Pero es en el ensayo donde la escritura de Sontag brilla con luz propia por su claridad, su elegancia y su erudición un poco rancia. Sus primeros ensayos, más fragmentarios y aforísticos, cedieron paso a colecciones más meditadas y razonadas de cuestiones ligadas tanto con el arte y la cultura como con la política, entre los cuales Cuestión de énfasis y Al mismo tiempo funcionan como una retrospectiva algo tendenciosa de lo que podía leerse en libros anteriores.
*
Al mismo tiempo se organiza en tres secciones: la primera recoge principalmente prólogos a traducciones de la más exquisita literatura europea, y la última, conferencias pronunciadas en ocasión de los varios premios que se otorgaron a Susan Sontag (la más impresionante: el discurso de aceptación del premio de los libreros alemanes, que comienza con un contundente ataque al gobierno de Bush, porque no envió representante).
En el corazón del libro, como formando parte de su sustancia medular, las reflexiones posteriores al 11-09-2001. De acuerdo con el método de revisión y corrección de las palabras propias, el primero de los tres textos es el más contundente (el más indignado, el más lúcido) sobre la posición de la opinión pública norteamericana ante los atentados.
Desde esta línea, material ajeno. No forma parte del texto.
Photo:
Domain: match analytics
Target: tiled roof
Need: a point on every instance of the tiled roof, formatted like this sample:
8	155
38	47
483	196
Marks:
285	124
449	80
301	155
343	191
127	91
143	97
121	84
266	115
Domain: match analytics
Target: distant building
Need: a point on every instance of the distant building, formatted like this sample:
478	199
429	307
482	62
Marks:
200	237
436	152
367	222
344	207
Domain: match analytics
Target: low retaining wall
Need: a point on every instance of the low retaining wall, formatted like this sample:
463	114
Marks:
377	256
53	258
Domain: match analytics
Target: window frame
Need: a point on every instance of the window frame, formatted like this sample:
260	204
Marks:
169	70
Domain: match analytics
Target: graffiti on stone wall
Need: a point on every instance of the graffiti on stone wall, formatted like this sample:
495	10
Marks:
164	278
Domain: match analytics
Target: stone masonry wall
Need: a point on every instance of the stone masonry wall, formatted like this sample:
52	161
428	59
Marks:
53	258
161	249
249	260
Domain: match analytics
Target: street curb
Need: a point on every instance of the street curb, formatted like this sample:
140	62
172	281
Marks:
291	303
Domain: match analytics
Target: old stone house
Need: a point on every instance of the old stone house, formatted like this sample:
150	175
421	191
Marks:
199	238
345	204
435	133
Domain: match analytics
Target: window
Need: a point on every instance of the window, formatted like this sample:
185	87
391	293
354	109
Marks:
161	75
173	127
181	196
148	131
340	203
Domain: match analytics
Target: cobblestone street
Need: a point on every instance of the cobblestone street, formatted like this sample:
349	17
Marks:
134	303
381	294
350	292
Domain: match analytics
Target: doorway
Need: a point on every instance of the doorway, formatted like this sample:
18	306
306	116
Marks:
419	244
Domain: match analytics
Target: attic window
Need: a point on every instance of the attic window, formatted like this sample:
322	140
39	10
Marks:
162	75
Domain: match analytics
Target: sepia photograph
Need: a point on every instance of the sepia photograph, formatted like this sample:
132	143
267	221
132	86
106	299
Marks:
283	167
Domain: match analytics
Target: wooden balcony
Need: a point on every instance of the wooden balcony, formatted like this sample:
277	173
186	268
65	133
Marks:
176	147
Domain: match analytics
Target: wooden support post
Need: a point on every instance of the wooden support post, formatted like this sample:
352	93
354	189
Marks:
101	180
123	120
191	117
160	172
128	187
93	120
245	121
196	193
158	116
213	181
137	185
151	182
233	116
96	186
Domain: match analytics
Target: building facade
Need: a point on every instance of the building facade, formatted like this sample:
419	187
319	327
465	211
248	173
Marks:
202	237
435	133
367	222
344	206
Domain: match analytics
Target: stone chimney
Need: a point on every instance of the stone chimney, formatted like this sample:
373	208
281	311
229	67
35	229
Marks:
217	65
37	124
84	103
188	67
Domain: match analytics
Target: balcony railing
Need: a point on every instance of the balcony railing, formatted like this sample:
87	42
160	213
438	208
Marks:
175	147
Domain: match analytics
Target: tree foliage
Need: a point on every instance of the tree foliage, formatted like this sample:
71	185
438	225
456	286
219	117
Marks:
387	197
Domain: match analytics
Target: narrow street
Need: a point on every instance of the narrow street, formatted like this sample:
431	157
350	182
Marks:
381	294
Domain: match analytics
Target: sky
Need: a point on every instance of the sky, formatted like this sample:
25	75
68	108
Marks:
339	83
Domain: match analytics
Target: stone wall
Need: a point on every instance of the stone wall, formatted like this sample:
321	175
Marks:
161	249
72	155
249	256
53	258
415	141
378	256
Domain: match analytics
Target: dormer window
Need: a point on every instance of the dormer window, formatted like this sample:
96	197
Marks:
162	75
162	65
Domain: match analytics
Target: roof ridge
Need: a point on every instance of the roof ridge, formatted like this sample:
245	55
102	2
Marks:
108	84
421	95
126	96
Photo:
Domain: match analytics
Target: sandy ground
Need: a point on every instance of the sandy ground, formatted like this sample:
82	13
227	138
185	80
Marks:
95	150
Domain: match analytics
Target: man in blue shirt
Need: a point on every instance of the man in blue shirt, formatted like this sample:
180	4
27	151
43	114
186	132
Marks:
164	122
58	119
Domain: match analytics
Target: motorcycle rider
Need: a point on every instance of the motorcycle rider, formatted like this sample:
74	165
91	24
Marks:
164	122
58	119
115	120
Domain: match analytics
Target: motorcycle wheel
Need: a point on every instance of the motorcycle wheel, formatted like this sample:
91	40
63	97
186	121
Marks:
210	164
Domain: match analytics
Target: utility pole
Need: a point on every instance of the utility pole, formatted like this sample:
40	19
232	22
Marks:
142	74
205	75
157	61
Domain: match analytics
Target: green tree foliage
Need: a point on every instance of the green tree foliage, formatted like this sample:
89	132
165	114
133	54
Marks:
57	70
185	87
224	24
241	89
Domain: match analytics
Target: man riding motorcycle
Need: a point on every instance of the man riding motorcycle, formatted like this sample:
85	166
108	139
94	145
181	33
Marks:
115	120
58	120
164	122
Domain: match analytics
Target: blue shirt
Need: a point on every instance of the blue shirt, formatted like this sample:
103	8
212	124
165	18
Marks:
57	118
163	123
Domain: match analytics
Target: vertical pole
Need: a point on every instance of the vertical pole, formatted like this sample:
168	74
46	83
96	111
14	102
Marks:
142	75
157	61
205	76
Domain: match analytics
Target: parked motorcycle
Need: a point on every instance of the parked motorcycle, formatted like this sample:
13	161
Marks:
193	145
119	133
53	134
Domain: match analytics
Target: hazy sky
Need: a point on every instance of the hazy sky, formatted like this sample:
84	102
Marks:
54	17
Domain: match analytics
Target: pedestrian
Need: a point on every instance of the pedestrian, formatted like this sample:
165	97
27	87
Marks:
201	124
El segundo, “Unas semanas más tarde”, ya espera “que se esté planeando algo inteligente para mantener a nuestras poblaciones a salvo de la yihad contra la modernidad” (como la traducción española no es precisamente buena, tal vez no se entienda que el acento está puesto en “algo inteligente”, es decir, algo diferente de los previstos bombardeos a gran escala; de todos modos la identificación entre Torres Gemelas y modernidad no deja de alarmar. El tercero, “Un año más tarde”, “ni por un instante” pone en duda “la obligación del gobierno estadounidense, como todo gobierno, de proteger la vida de sus ciudadanos”; “Estados Unidos tienen todo el derecho del mundo a dar caza a los perpetradores de estos crímenes y a sus cómplices”. Lo único que se pone en duda es la “seudodeclaración de una seudoguerra”.
Es probable que la ausencia de una esfera relativamente autónoma de opinión pública en los Estados Unidos obligue a sus intelectuales a piruetas argumentantivas como esas, pero de todos modos siempre será un misterio la reticencia de Sontag a nombrar a otros intelectuales norteamericanos (Noam Chomsky, por ejemplo), o su ausencia en todas las listas de adhesiones que publica en Internet el movimiento “Not in Our Name” de resistencia contra la guerra imperialista.
*
En “La imaginación del desastre”[128], uno de sus penetrantes esbozos de sociología cultural, Sontag encuentra en el seno de la imaginación pop unos fantasmas que vienen de otra parte: “el género de ciencia ficción (como un género contemporáneo muy diferente, el happening) está relacionado con la estética de la destrucción, con las peculiares bellezas que pueden procurarnos los estragos, la confusión” (236-237). La cultura pop, podría pensarse, es un vehículo que potencia las ondas mnemónicas: “La moderna realidad histórica ha contribuido en gran medida a extender la imaginación de la catástrofe” (239)[129]. Y aunque, por lo general, ese cine responda a las necesidades de expresión de una unidad del capitalismo (la tecnofilia), entendido como dispositivo de captura (pero eso, Susan, Susan, es la lógica de la cultura y no la potencia de las fantasmagorías), en esas películas sencillas “acechan las más profundas angustias por la existencia contemporánea” (247) y ellas nos señalan que “tenemos que habérnoslas con cosas que son (muy literalmente) impensables” (250).
Alguna vez, Sontag fue testigo de su tiempo, y escribió: “Vivimos bajo la continua amenaza de dos destinos igualmente temibles, pero en apariencia opuestos: la banalidad inagotable y el terror inconcebible” (250).
No podía proponer, como años más tarde Blanchot en La escritura del desastre: “Que las palabras dejen de ser armas, medios de acción, posibilidades de salvación. Encomendarse al desconcierto. Cuando escribir, no escribir, carecen de importancia, cambia entonces la escritura, tenga o no tenga lugar; es la escritura del desastre”, ni “Debes escribir no solo para destruir, no solo para conservar, para no transmitir, escribe bajo la atracción de lo real imposible, aquella parte de desastre en que zozobra, a salvo e intacta, toda realidad”[130]. Miraban las mismas fantasmagorías, pero tal vez no fueron testigos de lo mismo.